Bill's Conversational Musings

Use Your Data

There's Data Everywhere

Most companies don't think of themselves as a data company but they are. Today sensors can be located in almost anything. From shoes, televisions, computers, watches, phones, cars, refrigerators and more are all collecting or reporting data. Then there's user data like what customers buy, how often, related items, and where they live can reveal a lot of information about who they are.

Brand Company First. Data Company Second.

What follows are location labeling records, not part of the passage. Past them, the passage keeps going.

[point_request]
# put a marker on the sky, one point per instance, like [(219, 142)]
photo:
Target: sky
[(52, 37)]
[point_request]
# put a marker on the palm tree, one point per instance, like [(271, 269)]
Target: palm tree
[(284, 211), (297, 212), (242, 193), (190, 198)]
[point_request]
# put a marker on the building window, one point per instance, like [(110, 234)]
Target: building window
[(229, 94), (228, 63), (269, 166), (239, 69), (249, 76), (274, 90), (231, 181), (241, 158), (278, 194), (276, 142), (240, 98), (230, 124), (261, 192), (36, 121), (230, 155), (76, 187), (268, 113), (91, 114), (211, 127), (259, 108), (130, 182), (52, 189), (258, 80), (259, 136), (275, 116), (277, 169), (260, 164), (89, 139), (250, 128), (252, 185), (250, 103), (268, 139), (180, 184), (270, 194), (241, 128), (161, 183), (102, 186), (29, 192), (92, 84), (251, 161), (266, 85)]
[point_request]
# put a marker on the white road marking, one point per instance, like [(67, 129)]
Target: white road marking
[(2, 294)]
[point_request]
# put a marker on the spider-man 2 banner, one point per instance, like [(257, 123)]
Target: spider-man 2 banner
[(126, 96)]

Most companies just want to sell a product or service. While doing that, they collect information on their customers. There's the first person data like usernames, passwords, gender, birthday and interests. Then there is contextual data like where you live, what sporting events you attend, where you are located (Geodata) and what you buy. Additionally, there is data through sensors. Your phone probably has at least a motion sensor, GPS, light sensor and a microphone. You get the idea.

Tell me how it applies to my application.

Give your customers relevant information that they can use to make informed choices. Customers are saying, "I want this. But, what do other think about this?"

Recently I purchased a hot air popcorn popper. Not to make tasty, fluffy popcorn but to roast coffee beans. As it turns out, you can purchase unroasted coffee beans; roast them for a few minutes in a popcorn popper. And, after resting for about 12-24 hours later, have fresh roasted coffee at a fraction of the price.

However, in my buying process, I read reviews about how the popper was not so good at popping popcorn. Some said it ran too hot while others said it threw the kernels out of the chamber. For me, however, my interests were in how well it roasted coffee as reported by others.

I had to search other sources on the Internet to find out that, yes, this was a good popper for what I wanted to use it for. One person even suggested that the company should re-brand the device as a coffee roaster as they could probably sell more units.

Use the data you have for good or for awesome.

Good - Customer reviews and ratings.

Having customer reviews and rating is pretty much standard for any site these days. However, is anyone reading it other than other consumers? Sometimes it feels like they are not. Posts, comments and complaints go unanswered sometimes adding to the frustration. Voice of the customer data is important. They will tell you what is working and what isn't.

Better - Help the customer understand your product as it applies to them and their situation.

If I'm looking at a shirt, I'd like to know what it looks like on a guy similar to me. Sure it looks great on the model but I'm not as tone as he is. How long did the shirt last? Did it fit well? Was it too hot to wear in the summer?

Best - Connect me with other people like me.

Help me find other people around me who like the things I do. Connect me with people who share the same interests as me or better yet, have been where I am and succeeded.


Using your data to benefit your customers is something more companies should strive to accomplish. When customers make more informed choices, there are fewer returns and refunds which directly impact the bottom line.